Forward James van Riemsdyk took issue with the boisterous fans.
“Yeah, you know what, I think those guys need to kind of keep quiet up there,” van Riemsdyk told reporters after the game. “I know they pay their money to see the team but you win as a team and you lose as a team.
“You can’t ever pinpoint it on one guy and we know those guys are working hard back there so we’re going to have to support them a little bit better and figure it out. It’s not just one guy; it’s all twenty of us that have to turn this thing around.”
Monday, tweets were sent fast and furiously arguing between fans and fans, fans and writers, writers and bloggers, etc.
Booing has always been a hot topic in Philadelphia, this is nothing new. There’s a line that is much thinner in the arenas down on Broad Street than other cities.
As with most things involved in loyal fan dedication, the boos are subjective. There’s nothing to suggest that a player actually deserves to be booed. In the same breath, it should be acknowledged that there’s nothing to suggest they shouldn’t.
The performance of Bryzgalov this year has been stunningly bad, and some fans are fed up.
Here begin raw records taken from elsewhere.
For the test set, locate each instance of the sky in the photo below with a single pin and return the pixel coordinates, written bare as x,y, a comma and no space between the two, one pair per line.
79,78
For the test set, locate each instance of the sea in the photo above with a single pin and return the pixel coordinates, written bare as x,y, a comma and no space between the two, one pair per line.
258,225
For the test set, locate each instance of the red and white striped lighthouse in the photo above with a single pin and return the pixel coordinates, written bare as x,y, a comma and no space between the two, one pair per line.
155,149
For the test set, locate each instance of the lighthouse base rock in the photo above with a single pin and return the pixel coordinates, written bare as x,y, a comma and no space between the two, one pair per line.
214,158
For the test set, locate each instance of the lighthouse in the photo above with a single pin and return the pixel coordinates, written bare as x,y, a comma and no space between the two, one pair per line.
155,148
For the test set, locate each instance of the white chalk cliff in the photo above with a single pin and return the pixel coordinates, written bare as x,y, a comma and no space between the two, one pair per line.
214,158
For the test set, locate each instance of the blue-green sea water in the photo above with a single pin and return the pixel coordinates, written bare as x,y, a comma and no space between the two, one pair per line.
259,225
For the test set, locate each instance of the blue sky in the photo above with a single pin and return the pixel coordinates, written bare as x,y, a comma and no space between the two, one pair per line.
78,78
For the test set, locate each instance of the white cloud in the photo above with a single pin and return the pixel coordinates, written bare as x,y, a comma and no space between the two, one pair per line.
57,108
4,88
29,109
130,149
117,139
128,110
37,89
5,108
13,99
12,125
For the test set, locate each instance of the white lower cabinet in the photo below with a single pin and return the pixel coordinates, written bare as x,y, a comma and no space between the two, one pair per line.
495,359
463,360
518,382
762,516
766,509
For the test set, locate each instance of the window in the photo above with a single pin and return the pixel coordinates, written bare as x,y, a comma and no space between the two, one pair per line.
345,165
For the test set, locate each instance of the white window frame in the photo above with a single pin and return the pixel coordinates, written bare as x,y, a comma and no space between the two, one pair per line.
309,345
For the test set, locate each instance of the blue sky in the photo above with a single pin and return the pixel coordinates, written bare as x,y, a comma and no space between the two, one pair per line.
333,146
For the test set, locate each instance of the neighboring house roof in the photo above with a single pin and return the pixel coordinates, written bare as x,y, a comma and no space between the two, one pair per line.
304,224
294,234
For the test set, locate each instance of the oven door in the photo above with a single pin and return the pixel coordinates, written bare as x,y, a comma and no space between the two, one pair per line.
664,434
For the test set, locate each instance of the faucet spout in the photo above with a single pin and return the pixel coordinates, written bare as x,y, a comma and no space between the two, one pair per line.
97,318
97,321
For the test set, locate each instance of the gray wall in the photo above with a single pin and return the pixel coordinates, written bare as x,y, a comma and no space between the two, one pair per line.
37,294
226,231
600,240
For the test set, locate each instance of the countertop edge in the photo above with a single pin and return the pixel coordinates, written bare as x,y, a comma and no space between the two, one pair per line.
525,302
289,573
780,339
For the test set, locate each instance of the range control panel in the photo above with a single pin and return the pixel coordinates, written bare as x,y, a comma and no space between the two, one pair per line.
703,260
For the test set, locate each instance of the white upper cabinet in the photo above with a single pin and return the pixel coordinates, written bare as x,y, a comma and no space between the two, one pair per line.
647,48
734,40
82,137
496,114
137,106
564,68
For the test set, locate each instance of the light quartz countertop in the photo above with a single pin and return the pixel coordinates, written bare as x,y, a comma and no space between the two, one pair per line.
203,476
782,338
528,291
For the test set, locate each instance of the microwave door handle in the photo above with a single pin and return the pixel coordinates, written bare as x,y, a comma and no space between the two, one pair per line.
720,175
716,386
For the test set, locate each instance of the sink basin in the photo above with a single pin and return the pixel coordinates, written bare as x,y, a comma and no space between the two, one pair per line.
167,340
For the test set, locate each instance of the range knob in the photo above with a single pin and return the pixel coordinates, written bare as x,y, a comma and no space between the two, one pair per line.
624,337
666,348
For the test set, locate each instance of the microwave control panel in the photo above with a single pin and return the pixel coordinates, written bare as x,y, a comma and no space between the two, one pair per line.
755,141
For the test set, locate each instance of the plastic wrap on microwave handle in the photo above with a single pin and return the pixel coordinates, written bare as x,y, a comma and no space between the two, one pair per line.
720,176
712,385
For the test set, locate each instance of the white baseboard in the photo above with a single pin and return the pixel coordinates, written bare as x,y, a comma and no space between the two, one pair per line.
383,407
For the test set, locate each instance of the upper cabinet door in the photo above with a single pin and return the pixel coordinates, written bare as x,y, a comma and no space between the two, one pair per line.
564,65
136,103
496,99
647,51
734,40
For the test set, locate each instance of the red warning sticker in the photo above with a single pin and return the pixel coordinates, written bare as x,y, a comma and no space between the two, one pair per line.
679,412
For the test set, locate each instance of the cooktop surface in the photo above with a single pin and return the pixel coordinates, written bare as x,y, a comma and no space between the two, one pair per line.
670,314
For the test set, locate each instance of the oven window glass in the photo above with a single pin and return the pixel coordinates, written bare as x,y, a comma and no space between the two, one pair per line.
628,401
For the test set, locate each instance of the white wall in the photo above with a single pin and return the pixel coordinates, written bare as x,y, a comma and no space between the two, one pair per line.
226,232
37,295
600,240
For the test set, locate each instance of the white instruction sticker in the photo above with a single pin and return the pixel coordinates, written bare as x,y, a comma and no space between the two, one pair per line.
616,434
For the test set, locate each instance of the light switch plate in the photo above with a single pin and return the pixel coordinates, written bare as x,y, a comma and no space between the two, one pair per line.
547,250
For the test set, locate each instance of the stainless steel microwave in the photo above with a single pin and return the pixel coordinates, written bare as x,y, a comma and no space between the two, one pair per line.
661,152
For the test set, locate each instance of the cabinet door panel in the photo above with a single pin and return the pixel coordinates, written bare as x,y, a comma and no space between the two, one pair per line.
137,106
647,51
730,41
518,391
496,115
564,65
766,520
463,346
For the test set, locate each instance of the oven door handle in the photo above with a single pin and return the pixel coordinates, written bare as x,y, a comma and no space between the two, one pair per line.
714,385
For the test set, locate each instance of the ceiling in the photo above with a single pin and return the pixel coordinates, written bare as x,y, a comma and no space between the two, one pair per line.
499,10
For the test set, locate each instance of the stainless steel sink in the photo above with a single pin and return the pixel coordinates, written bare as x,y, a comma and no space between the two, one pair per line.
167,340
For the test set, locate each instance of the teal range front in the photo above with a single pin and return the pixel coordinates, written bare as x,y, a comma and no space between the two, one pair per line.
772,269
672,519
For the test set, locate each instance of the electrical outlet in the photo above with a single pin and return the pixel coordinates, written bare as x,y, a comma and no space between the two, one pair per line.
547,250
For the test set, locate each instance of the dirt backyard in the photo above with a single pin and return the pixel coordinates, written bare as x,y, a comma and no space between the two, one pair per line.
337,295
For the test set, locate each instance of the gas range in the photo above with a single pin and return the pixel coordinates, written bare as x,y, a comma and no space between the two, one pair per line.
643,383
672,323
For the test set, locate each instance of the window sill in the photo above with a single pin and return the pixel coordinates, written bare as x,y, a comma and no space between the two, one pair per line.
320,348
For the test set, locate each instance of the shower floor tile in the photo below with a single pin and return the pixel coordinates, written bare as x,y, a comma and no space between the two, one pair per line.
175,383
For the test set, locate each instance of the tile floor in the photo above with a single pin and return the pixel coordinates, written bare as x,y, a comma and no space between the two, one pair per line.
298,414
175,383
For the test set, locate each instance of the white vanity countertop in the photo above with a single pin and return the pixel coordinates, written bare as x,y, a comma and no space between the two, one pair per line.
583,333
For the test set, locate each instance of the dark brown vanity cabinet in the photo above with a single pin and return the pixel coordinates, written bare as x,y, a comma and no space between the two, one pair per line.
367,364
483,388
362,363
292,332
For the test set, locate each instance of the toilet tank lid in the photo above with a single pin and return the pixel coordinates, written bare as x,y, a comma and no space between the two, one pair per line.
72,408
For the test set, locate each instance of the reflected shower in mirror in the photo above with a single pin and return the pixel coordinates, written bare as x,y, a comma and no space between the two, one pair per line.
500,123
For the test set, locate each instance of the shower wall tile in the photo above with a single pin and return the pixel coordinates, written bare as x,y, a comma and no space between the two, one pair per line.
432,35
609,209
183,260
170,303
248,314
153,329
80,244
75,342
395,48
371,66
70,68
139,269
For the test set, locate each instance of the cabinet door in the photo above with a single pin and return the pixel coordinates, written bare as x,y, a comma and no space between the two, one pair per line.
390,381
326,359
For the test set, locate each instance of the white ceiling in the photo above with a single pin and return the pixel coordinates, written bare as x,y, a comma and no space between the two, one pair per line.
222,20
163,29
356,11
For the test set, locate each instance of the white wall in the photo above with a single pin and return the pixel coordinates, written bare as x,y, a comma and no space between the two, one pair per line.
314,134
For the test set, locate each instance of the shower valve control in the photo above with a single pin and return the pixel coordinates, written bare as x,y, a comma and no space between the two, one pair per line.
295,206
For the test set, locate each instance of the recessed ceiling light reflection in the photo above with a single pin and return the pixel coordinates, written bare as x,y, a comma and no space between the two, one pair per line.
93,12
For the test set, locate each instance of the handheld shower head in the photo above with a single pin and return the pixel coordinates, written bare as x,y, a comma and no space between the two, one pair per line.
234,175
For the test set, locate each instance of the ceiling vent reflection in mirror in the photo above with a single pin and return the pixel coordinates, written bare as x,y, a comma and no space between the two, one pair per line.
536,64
It makes sense and the loud booooooooooooos sound like they’re warranted.
Perhaps if the faithful in orange and black were more welcoming, Bryzgalov would get the job done?
Even that doesn’t seem realistic given the city’s love affair with the kooky Russian the moment he hit the limelight.
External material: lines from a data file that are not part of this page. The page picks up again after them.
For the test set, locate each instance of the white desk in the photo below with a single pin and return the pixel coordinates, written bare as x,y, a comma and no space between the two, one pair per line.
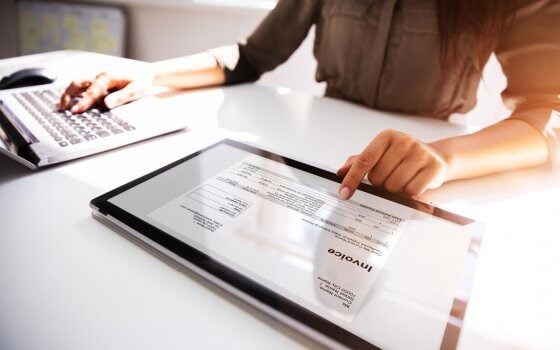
68,282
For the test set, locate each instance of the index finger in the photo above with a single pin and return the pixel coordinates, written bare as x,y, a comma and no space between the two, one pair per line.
362,165
98,89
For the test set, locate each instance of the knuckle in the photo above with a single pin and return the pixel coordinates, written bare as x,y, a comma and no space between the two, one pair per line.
413,190
363,161
391,186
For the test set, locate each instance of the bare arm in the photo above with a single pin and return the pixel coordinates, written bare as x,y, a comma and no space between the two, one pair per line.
193,71
508,145
400,162
199,70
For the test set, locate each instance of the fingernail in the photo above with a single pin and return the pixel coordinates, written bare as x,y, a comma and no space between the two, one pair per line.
110,103
344,193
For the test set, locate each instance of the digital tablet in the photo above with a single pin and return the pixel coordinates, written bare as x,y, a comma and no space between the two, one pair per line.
377,271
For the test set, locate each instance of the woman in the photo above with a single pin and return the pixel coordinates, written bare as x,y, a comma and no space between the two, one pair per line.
421,57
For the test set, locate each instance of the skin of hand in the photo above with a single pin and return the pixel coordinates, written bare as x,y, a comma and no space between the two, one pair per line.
188,72
397,161
113,90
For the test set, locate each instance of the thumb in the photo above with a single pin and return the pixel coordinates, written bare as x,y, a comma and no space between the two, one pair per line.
127,94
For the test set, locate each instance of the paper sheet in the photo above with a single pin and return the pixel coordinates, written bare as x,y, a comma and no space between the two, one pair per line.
259,216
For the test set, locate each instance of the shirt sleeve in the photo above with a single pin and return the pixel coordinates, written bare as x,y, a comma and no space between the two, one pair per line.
271,44
529,52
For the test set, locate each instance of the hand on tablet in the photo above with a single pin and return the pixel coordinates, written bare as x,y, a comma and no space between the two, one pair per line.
114,91
397,161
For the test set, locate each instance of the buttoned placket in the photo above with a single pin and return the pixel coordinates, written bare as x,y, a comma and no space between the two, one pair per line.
378,48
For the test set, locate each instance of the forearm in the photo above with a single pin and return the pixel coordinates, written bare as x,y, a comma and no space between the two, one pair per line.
199,70
508,145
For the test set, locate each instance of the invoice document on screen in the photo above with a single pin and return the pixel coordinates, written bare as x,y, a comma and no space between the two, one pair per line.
261,216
How fantastic he loves the city’s history. What a funny and aloof demeanor he has! Where can I find the clip of his ‘humongous big’ comment and post it all over Facebook?!
Philadelphia wanted to love Bryzgalov because he was what they haven’t had since Ron Hextall. There’s no debating that point, it’s quite clear. His zany attitude and personality made for an interesting side note. Every fan wants a guy on their team who is apart from the others. The national spotlight the team got because of Bryz’ hypnotizing quotes was welcome.
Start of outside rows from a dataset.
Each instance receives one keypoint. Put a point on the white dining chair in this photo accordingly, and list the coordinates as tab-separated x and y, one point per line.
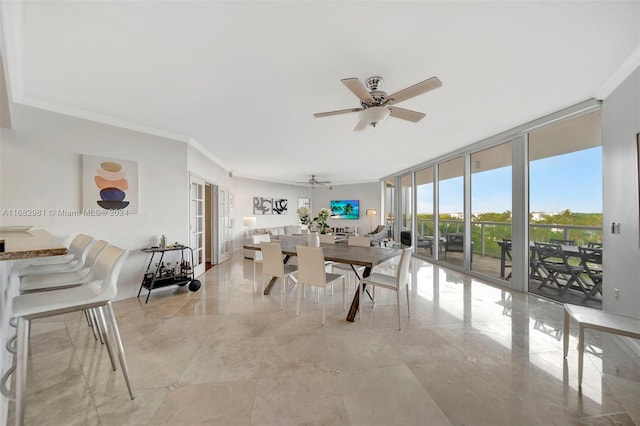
311	271
72	261
96	294
257	257
273	266
58	280
327	238
357	241
390	282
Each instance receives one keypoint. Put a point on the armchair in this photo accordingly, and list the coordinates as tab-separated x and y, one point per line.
378	234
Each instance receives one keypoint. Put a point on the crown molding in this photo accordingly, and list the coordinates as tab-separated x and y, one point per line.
623	71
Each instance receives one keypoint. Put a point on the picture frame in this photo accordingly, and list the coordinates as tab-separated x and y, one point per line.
262	206
109	184
304	202
279	206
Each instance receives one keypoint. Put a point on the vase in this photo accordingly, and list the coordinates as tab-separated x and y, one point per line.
314	239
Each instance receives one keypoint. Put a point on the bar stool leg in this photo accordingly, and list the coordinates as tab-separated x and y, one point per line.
123	359
105	338
21	369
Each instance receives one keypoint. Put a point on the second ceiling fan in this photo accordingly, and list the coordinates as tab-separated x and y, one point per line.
376	105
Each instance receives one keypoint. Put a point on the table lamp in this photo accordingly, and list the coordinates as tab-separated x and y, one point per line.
249	222
371	213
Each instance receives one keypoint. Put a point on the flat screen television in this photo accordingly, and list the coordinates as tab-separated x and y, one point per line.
345	209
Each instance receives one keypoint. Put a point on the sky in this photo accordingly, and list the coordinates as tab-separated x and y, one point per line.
571	181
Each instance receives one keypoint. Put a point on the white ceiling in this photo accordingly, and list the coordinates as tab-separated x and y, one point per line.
242	79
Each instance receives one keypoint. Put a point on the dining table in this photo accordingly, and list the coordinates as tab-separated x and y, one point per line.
339	253
18	245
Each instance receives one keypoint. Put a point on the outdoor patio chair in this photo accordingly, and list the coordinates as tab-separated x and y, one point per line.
421	242
591	261
563	242
507	255
559	271
455	243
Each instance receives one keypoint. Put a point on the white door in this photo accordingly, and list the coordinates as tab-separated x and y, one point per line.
224	224
196	225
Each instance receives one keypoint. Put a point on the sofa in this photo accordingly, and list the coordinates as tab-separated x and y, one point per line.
381	233
275	234
422	242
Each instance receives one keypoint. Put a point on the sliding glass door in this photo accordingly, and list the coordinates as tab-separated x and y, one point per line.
451	211
491	210
424	214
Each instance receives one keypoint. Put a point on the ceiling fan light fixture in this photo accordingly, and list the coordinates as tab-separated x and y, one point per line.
375	115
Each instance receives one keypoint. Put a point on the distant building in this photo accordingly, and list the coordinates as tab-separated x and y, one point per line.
538	216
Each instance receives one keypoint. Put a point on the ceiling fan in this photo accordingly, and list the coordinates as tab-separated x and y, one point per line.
313	181
376	105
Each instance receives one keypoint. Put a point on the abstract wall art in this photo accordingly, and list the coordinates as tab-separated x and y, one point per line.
261	205
109	184
279	206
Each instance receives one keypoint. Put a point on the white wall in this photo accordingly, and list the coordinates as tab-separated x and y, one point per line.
41	168
369	195
620	124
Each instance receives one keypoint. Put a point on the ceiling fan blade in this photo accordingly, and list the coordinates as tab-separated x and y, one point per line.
342	111
360	126
406	114
415	90
358	89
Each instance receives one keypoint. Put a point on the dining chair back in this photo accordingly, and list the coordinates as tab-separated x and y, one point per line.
73	261
311	271
327	239
391	282
58	280
257	257
273	266
357	241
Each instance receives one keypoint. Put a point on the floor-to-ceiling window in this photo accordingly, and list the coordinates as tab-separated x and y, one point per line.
406	202
565	201
424	214
491	210
539	182
451	210
390	203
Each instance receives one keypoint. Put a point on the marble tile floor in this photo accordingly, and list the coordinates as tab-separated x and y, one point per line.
470	354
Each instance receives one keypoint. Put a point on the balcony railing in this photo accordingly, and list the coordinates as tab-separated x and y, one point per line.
485	235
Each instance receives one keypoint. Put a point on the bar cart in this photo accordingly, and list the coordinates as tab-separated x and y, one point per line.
162	275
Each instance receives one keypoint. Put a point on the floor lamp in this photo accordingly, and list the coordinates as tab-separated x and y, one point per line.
371	213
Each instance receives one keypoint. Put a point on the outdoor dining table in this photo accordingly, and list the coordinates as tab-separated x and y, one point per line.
505	247
340	253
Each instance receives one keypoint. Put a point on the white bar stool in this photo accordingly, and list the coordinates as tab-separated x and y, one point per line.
95	294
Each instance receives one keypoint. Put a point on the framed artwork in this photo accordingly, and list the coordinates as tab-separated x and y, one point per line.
279	206
262	206
109	183
304	202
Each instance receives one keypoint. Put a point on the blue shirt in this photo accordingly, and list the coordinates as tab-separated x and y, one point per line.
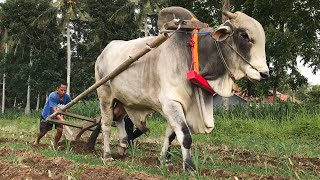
54	101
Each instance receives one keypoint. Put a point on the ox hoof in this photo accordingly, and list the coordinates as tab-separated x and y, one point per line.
188	165
121	150
168	163
107	157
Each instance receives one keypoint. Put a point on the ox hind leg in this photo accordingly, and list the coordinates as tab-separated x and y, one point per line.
165	152
173	112
106	109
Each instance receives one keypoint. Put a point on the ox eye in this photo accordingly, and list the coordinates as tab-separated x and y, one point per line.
245	36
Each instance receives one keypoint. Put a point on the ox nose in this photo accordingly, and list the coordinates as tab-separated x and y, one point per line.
264	75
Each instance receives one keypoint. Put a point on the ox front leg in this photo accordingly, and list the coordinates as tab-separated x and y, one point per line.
106	120
106	131
170	136
173	112
122	137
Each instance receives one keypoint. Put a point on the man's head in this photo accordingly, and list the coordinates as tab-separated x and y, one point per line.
62	88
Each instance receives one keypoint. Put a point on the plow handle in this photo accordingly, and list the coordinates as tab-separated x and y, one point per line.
158	41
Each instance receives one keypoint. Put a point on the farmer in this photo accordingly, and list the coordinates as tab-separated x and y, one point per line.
55	100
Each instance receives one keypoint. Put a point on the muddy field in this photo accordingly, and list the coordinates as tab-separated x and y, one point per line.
27	164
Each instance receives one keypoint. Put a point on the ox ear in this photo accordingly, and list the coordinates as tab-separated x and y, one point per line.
223	31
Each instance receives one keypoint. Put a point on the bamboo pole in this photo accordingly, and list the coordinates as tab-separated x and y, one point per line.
225	7
158	41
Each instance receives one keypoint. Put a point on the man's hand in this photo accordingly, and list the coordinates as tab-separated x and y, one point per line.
60	117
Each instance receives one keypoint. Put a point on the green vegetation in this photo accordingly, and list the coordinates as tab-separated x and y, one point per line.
264	140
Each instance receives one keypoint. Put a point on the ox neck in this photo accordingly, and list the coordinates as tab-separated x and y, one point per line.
211	65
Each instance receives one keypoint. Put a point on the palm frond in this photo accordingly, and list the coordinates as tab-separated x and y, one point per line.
122	13
45	18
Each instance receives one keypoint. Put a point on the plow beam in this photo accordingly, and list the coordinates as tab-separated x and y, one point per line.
72	136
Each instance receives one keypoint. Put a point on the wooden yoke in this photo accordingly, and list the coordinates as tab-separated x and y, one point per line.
185	25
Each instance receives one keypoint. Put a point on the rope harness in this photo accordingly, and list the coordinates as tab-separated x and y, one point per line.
193	74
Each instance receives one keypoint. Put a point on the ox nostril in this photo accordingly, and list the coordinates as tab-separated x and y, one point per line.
264	75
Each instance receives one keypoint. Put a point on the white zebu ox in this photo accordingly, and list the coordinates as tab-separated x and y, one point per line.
157	82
Hey, look at our goalie! He’s fun!
The fun has now gone out the window faster than the hope that he would cure the franchise’s woes in net. He’s losing and looking ugly in the process.
The pressure is building and he’s feeling the heat. Not the dry heat of Phoenix, but the heat of every fan breathing down his neck. Yelling in his ear, ‘Hey you, we’ve seen what you’re about and we don’t like it anymore.’
Of course, if he wins big it will all be forgiven. But there’s nothing to suggest that will be the case.
Instead, the hockey fans in Philadelphia can see the landslide into oblivion that is coming his way. That’s the way they see it. They’re used to it. They’ve seen it many times before.
Bryzgalov had his two cents on Saturday’s boos directed towards him.
“You know, I think it’s an easy life when you can blame one guy,” he told the media. “‘It’s a bad goalie; it’s the goalie’s mistake.’
“It’s easy to find a scapegoat. You point to one guy and say we’re always losing because we have a bad goalie, but I think it’s the wrong philosophy. I know I was frustrated in my game today and I know I have to be better and I will continue to work on this, but….I will try to find peace in my soul to play in this city”
Fans have been conditioned to be this way. They’ve sat in the seats of the Spectrum and watched their fathers boo incompetent players. It’s a rite of passage for some, and that won’t change.
Whether or not the booing helps seems like a silly question. It’s equally as silly as whether or not it will stop.
At this point, one thing is for sure. Bryzgalov must find that peace in his soul because it’s not coming from the fans paying to watch the cash cow fail in the crease.
It might not be fair and it might not be helpful, but it’s the way it is.
The only way out for Bryzgalov and the Flyers is to shape up and win.
Keep the pucks out, Ilya. They’re still waiting to love you again.